For other brands, extending the life of their precious Super Bowl investments involve driving users to a microsite. Gatorade, as part of its "G" rebranding effort, drove users to a new site, www.missionG.com. It houses several videos starring Gatorade endorsers.
 
There were some misses, however. Hyundai's first spot, plugging the Genesis coupe, drove users to www.edityourown.com, a site that wasn't functioning. Later in the game, the site worked, although the section devoted to the coupe did not. Denny's had site problems throughout the game.
 
"Those are the kinds of things you're supposed to prep and QA for," said Josh Stylman, managing partner of Reprise Media, a digital shop that rated advertisers' online integration efforts.
 
Advertisers also went for high-profile media buys to help sustain interest. CareerBuilder.com plans a Facebook ad campaign this week that will show its Super Bowl commercial and ask users to vote on their worst job situation. (CareerBuilder.com's spot shows awful job situations.) It follows a pre-game push on the social network last week that used Facebook's new polling ad unit to ask which teams users thought would win the game.
 
Pepsi bought some pricey placements to promote its Super Bowl spots. It corralled the home page ad unit on YouTube for its "Refresh Anthem" spot featuring top artists remaking Bob Dylan's "Forever Young." Pepsi is also running an ad on Yahoo's home page directing users to refresheverything.com to view its spot.
 
For more cost-conscious advertisers, search placements were the trick. Sprint is driving users to its getworkdonenow.com site to watch its Super Bowl spot when they type "super bowl" into Google.

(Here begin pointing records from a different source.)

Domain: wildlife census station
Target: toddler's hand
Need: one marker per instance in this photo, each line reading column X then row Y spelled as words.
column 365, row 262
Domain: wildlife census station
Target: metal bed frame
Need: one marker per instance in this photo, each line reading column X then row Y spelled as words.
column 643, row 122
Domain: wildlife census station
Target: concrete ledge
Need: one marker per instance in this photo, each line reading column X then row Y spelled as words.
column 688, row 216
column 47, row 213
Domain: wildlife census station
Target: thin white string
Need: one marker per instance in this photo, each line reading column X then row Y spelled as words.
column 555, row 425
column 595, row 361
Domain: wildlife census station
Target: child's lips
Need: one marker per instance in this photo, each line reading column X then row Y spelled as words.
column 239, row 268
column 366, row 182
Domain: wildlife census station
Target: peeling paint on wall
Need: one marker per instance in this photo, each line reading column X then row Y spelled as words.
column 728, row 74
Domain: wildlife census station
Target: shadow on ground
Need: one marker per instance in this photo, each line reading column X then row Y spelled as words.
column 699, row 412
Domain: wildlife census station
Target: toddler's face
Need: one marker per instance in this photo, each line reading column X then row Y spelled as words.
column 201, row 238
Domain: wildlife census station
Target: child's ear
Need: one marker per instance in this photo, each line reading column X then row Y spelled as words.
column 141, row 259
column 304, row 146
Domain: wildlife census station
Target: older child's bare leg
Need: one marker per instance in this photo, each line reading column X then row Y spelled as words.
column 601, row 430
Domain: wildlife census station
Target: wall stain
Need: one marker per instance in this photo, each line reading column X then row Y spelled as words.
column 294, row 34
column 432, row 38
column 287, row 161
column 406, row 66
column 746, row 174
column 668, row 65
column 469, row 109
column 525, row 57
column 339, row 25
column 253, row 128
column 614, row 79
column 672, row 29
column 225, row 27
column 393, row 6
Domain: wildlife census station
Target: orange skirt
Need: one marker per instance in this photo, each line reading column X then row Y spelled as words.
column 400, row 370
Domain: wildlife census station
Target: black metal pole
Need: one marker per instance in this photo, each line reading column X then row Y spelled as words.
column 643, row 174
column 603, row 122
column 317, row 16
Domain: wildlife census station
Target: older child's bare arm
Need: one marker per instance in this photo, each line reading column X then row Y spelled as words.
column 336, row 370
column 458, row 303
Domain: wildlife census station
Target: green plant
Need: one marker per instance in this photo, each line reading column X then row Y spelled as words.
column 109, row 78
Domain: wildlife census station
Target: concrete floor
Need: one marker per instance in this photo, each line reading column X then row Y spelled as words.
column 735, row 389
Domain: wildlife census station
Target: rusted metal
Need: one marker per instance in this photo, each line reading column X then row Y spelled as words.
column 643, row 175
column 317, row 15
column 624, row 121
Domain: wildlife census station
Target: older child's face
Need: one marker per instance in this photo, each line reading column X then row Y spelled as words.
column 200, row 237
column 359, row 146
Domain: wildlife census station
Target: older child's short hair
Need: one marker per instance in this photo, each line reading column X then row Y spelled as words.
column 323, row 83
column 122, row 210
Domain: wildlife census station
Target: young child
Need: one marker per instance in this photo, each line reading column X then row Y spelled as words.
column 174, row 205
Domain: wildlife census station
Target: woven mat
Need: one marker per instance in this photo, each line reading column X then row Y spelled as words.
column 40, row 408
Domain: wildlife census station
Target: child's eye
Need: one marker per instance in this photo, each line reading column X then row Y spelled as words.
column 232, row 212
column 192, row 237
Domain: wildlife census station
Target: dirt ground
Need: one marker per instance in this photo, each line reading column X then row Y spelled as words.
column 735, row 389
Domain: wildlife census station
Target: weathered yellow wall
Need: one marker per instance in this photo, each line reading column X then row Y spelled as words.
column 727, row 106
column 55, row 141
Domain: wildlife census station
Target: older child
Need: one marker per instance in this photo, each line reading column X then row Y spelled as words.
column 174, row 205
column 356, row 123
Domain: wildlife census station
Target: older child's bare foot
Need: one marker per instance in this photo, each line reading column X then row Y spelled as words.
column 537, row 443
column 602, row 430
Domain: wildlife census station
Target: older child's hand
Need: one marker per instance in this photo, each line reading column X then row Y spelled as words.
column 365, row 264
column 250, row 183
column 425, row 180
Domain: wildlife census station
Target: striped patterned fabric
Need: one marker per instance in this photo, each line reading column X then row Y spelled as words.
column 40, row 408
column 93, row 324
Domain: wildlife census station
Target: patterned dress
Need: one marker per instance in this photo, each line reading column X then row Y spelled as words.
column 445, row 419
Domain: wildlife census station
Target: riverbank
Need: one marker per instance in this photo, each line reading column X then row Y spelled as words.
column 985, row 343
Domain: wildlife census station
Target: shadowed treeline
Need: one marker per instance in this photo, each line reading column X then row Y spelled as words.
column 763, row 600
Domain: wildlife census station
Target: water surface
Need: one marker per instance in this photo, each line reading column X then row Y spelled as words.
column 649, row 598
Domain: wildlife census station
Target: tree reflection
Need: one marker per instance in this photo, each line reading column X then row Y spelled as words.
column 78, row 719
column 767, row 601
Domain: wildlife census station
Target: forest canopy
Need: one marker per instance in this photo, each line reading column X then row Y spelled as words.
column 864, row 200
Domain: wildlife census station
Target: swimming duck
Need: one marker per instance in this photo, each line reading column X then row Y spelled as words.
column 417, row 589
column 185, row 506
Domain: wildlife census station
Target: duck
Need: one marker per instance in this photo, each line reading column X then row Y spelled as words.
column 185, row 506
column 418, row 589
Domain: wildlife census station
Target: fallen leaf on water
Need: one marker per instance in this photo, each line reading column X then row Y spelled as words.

Other marketers have joined Sprint in competing for clicks to "super bowl ads." Teleflora, Audi, CareerBuilder.com, Castrol, E*Trade, Cars.com and Pedigree are all running text placements tied to the term.
 
"There's more thought and organizational alignment to facilitate cross-channel execution, and the economy plays a factor," said Stylman. "Companies are expected to do more with less. You need to be able to amplify your message as best you can."